For 20 years, the airfield of Malo Konjari in the vicinity of Prilep, in North Macedonia, ceased to exist. Recently, an initiative of local air pioneers, headed by Dimko Spirkovski and Gjorgji Mancheski, an economy professor at the local University, gathered enough resources to renovate the airfield of Malo Konjari, near Prilep.
Read Part One My life, the dream and the Western Balkans Fund http://westernbalkansfund.org/2022/11/03/my-life-the-dream-and-the-wbf-project/ _____________________________________________________________________________
And now, thanks to the Western Balkans Fund intervention, the airfield has become a hub of large-scale friendship and reconciliation.
We visited the airfield during the 3-day event of “Bird’s Perspective from Balkan Clean Sky” project earlier in September. During the event, which promoted air sports and a clean and safe environment in the Western Balkans Region, we met with Fadil Gërguri, the founder of Fly Dardania Air Club.
With Aero Club Nasa Krili Paracin and Center for Innovation and Development Inos Prilep, Fly Dardania was a partner and an integral part of the successful project implemented by SkyRiders Prilep.
The project supported financially by the Western Balkans Fund has already set an example, which Mr Gërguri is eager to implement in his town, Podujevo, Kosovo*.
WBF – Mr Gërguri. Tell us something more about the history of your club, the Fly Dardania?
Mr Gërguri – My club was formed six years ago. Before that, I used to be the President of the Aeronautical Federation. Our activities concentrate to paragliding, but now, thanks to this project funded by the Western Balkans Fund, which we sincerely thank, we are diversifying to new air activities, such as gliding. With SkyRiders Prilep, we have long-standing cooperation, starting from 2003-04.
WBF – How did you fall in love with air sports?
I am a parachutist. I have been jumping with parachutes since the eighties. I had the fortune to start at 16, thanks to the vicinity of my home with the airport of Batllava, in Podujevo. Later I become a pro parachutist while serving in the army. I served in Nis, Serbia. Unfortunately, in the nineties, many things were destroyed.

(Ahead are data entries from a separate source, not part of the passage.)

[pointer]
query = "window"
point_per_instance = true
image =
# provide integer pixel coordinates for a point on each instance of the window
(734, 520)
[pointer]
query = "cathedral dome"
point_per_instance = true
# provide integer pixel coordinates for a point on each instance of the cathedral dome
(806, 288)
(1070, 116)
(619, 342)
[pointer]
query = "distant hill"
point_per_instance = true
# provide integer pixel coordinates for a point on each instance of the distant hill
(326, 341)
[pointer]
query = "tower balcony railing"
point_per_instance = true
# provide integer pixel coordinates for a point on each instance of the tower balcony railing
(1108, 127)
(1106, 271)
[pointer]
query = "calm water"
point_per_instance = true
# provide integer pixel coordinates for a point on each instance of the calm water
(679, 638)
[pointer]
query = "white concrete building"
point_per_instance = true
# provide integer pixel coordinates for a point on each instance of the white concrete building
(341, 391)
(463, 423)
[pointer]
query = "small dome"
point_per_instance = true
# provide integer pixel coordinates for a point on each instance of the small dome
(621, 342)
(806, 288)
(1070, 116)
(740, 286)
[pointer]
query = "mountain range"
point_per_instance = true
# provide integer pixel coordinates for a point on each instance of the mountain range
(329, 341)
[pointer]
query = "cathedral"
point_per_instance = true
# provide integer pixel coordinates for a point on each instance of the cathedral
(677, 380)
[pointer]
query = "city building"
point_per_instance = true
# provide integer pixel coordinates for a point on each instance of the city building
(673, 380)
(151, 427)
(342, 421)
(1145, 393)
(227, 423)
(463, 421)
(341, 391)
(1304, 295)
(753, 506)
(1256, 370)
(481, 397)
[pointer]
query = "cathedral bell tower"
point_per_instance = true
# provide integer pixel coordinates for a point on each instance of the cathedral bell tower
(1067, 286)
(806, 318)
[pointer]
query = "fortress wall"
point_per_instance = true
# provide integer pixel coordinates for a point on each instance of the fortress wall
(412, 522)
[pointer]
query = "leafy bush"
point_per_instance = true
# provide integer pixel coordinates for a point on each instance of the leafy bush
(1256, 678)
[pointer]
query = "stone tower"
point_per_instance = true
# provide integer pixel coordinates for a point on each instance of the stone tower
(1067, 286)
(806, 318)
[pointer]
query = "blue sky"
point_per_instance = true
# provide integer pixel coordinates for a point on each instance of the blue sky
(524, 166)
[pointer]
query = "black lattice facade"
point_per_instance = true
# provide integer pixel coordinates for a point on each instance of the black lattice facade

Still, now things have improved, and I am pleased to see more and more youngsters all over the Region approach our clubs and become part of the unique adventure that only air sports can offer.
WBF – Tell us more about the current situation of air sports in Kosovo. And what are your plans for the future?
After the War, only the enthusiasm of people who shared the same passion as me allowed jumping, gliding and other air sports to return to prominence. It was tough, and it is still hard. There are many difficulties, one of them being the control of the low airspace by KFOR, which currently permits freely only paragliding activities, while for the rest, it is very hard to obtain a permit. Moreover, the Batllava airport in Podujevo is currently inaccessible due to a Court decision. Still, I am confident it will be resolved soon, and we hope to do something similar like was done here in Prilep. Thanks to the project, we now have many partners, and we aim to make it happen next year, a similar, why not an even larger event in Podujevo.
WBF – What is your approach towards young people? Do you have any plans on how to reach them?
It takes work. Our financial capabilities are minimal. Sponsors do not come easily because our sport consists mainly in jumping from mountains. We need to do flyovers over cities to obtain funds, but we don’t want that. However, on the bright side, many young people feel very enthusiastic about what we do, and thanks to funding provided by organizations like Western Balkans Fund, we hope to have many more resources to push forward not only our passion, but also reconciliation and cooperation at a large scale.
*This designation is without prejudice to positions on status, and is in line with UNSCR 1244 and the ICJ Opinion on the Kosovo Declaration of Independence.